J Trauma. 2008 Apr;64(4):872-5.

Bernard F, Al-Tamimi YZ, Chatfield D, Lynch AG, Matta BF, Menon DK.

University Department of Critical Care Medicine, Hôpital du Sacré-Coeur, Montréal, Québec, Canada. bernard.francis@gmail.com

BACKGROUND: Serum albumin level is correlated with outcome in various clinical situations. Albumin has multiple physiologic properties that could be beneficial in brain injury. The Lund therapy for elevated intracranial pressure uses albumin as part of its protocol and demonstrates favorable outcome. We sought to find out if albumin is associated with outcome after traumatic brain injury to justify conducting a randomized trial. METHODS: A retrospective study of traumatic brain injury patients was conducted. Characteristics known to influence outcome were included in a multiple logistic regression model to analyze predictors of poor outcome at 6 months.

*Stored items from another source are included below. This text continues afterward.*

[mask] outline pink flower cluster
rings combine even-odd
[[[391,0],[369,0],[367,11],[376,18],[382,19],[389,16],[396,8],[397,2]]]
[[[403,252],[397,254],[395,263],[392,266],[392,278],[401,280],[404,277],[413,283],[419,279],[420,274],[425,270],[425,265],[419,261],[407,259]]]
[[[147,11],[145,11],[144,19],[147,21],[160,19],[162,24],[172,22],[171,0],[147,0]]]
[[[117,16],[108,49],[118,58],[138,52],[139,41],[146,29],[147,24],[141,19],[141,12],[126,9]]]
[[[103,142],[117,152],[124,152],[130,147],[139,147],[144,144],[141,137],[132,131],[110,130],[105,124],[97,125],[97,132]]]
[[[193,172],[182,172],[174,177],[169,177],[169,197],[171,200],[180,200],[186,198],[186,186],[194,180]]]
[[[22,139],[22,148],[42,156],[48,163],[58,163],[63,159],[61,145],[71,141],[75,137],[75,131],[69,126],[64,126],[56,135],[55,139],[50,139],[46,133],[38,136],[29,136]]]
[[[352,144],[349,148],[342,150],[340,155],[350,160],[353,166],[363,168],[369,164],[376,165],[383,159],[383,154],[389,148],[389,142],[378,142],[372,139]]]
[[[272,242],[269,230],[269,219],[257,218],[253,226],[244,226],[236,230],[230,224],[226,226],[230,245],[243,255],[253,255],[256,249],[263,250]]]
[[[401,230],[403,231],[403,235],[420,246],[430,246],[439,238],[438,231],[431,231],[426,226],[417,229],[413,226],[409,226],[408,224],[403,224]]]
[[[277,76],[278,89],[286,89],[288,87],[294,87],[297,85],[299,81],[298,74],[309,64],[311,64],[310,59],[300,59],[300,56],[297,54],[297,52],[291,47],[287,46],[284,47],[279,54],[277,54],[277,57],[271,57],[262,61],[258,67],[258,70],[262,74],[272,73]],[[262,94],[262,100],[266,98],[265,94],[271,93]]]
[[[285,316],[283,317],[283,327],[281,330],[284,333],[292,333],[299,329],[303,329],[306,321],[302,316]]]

RESULTS: Data were available for 138 patients. The majority of patients (65%) had a severe injury (Glasgow Coma Scale score <9). Seventy percent of patients had a favorable outcome. Albumin levels decrease considerably from normal values in the first few days after injury irrespective of outcome. Albumin remained <25 g/L for a longer period of time in patient with an unfavorable outcome (6 days vs. 3 days, p = 0.012). Multiple logistic regression analysis identified albumin levels, age, Glasgow Coma Scale score at admission, and Injury Severity Score as predictors of poor outcome. CONCLUSION: Serum albumin level seems to be an independent predictor of poor outcome. The model also identified classic predictors of poor outcome that tends to strengthen its adequacy. Because albumin level is the only modifiable factor influencing outcome, it seems justified to carry out a randomized trial of the use of albumin in the treatment of brain injury.